November 29, 2003 20:54 IST

Loudspeakers and drums fell silent in Delhi as the clock struck 5 pm November 29, marking an end to campaigning for the December 1 assembly election.

As the deadline drew nearer, candidates raced against time to reach the maximum electorate possible, holding street corner meetings and going door-to-door to woo voters. Among several last minute public meetings was a rally addressed by Prime Minister Atal Bihari Vajpayee in a West Delhi neighbourhood in support of the Bharatiya Janata Party nominee.

A low-key affair initially, campaigning picked up later with both the Congress and BJP unleashing their top leaders and roping in movie stars, both current and of the yesteryears, their duplicates, cricketers and even magicians.

Making desperate efforts to grab power in the polls to the 70-member assembly, the two parties indulged in mudslinging and claimed credit for all development while attributing the failures to their opponents.

The BJP, which is making an all-out effort to regain power in the national capital after five years, launched an aggressive campaign, contending it understood the problems of Delhiites.

The party held over 500 public meetings, including three addressed by Vajpayee, 10 by Deputy Prime Minister L K Advani and scores by party chief M Venkaiah Naidu and other senior leaders. Adding a tinge of glamour to the campaign were 'dream girl' Hema Malini, the party's film-star members Vinod Khanna and Dara Singh and small-screen stars like bahu Smriti Z Irani and Aman Verma of TV soap opera Kyun ki saas bhi kabhi bahu thi.

The Congress campaign was led by party president Sonia Gandhi and Chief Minister Sheila Dikshit.
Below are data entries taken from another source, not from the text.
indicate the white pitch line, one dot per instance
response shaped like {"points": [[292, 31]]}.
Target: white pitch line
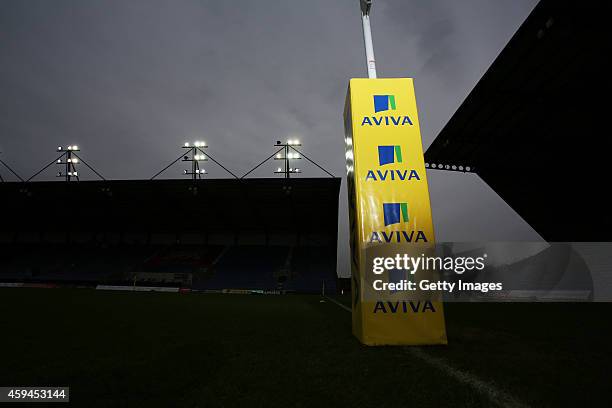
{"points": [[495, 395]]}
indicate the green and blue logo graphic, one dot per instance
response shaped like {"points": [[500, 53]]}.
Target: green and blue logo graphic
{"points": [[384, 102], [394, 213], [389, 154]]}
With several opinion polls giving the Congress a sizeable lead, the BJP tried to corner the ruling party by highlighting the "failures" of the government, particularly in power, water, education and health sectors.

The party also raked up the issue of outbreak of dengue recently in Delhi and the infamous tandoor murder case in which former Delhi Youth Congress leader Sushil Kumar Sharma was sentenced to death.

The Congress, on the other hand, highlighted the developmental works undertaken by its government during the last five years and sought another chance to "complete the unfinished tasks".